Toujours mouiller : le son de blé sec peut être poussiéreux et irritant pour les voies respiratoires. Distribué humidifié — en mash ou simplement mouillé — il est plus sûr, plus appétent et mieux digéré.
Ne jamais remplacer le fourrage : le fourrage reste la base irremplaçable de l’alimentation cheval. Le son de blé est un complément, jamais un substitut.
Son de blé ou autres aliments : quelles alternatives selon l’objectif ?
Le son de blé n’est pas le seul option selon ce qu’on recherche. Voici une comparaison rapide des alternatives les plus courantes.
Pour améliorer le transit : la pulpe de betterave trempée est souvent préférée car son rapport phosphocalcique est plus favorable et elle est pauvre en amidon. Elle convient aussi aux chevaux métaboliques si non mélassée.
Pour un mash appétent et nutritif : les graines de lin cuites apportent des acides gras oméga-3, sont douces pour la digestion et n’ont pas le problème phosphocalcique du son. Elles sont aussi utiles pour le pelage et la peau.
Pour un apport en fibres longues : la luzerne (deshydratée ou en balle) apporte des fibres, des protéines et surtout du calcium — ce qui peut compenser le déséquilibre créé par le son de blé si les deux sont associés.
Pour les chevaux âgés ou à la mastication difficile : les aliments complets granulés senior, trempés en bouillie, sont souvent plus adaptés qu’un mash maison à base de son, car leur formulation est équilibrée.

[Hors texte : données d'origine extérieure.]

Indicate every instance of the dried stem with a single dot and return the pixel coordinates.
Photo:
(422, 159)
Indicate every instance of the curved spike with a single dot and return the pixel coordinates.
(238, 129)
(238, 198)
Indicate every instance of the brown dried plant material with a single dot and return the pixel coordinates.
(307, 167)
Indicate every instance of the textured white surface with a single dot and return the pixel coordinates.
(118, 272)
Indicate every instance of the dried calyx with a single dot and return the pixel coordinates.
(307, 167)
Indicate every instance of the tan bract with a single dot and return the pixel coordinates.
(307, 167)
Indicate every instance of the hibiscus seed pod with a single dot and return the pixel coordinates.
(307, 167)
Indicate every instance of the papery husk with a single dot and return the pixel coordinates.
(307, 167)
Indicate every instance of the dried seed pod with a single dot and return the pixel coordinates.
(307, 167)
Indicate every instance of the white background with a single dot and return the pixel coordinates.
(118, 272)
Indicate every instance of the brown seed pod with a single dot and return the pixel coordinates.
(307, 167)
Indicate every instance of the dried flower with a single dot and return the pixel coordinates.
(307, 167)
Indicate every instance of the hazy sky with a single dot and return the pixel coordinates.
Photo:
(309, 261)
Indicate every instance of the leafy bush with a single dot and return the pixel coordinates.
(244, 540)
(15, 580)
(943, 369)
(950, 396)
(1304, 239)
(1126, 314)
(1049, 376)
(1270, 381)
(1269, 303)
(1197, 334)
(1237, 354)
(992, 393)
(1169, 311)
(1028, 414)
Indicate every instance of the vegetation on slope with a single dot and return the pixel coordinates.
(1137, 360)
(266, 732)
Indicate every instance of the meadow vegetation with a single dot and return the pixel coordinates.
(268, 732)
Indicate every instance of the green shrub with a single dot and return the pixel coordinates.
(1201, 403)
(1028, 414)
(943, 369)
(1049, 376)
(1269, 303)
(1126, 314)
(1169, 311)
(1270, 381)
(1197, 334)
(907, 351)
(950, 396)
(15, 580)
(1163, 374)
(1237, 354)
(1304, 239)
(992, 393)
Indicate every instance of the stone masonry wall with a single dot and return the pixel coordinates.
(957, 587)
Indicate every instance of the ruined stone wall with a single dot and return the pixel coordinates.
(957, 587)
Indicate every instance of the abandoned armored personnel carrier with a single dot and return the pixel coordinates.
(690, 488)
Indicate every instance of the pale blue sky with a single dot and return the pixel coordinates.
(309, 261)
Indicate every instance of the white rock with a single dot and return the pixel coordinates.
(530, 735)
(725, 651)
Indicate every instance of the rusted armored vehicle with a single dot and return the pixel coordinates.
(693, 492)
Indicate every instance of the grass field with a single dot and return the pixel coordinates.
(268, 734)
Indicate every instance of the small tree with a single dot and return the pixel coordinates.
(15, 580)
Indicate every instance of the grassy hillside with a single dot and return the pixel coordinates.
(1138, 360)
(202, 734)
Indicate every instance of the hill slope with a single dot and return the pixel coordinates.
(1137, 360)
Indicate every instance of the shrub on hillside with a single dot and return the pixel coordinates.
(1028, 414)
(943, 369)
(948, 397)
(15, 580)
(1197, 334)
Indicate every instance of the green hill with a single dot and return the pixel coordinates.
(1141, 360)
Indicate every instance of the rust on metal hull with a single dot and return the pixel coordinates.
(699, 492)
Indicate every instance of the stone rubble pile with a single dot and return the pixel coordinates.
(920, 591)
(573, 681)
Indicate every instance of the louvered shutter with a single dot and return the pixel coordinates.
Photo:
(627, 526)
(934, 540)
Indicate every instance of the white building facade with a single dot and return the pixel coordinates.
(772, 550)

Ce que le son de blé ne peut pas remplacer dans la ration cheval
Le son de blé a une image parfois trop positive dans les pratiques traditionnelles. Il est souvent présenté comme un remède universel au transit ou comme un aliment « neutre » qu’on peut distribuer librement. Ce n’est ni l’un ni l’autre.
Il ne remplace pas une ration équilibrée, un suivi de la qualité du fourrage, une hydratation suffisante ou un accès régulier à un bloc minéral adapté. Ces éléments restent les vrais piliers d’une bonne digestion cheval sur le long terme.
Utilisé ponctuellement, en petite quantité, dans une ration déjà construite et équilibrée, le son de blé cheval est un complément pratique et apprécié des chevaux. Utilisé sans discernement, il peut déséquilibrer une ration qui semblait correcte.
En cas de doute sur la ration de votre cheval — qu’il soit maigre, obèse, fourbu, âgé, convalescent ou sujet aux coliques — consultez un vétérinaire équin ou un nutritionniste spécialisé avant d’introduire ou de modifier tout apport alimentaire.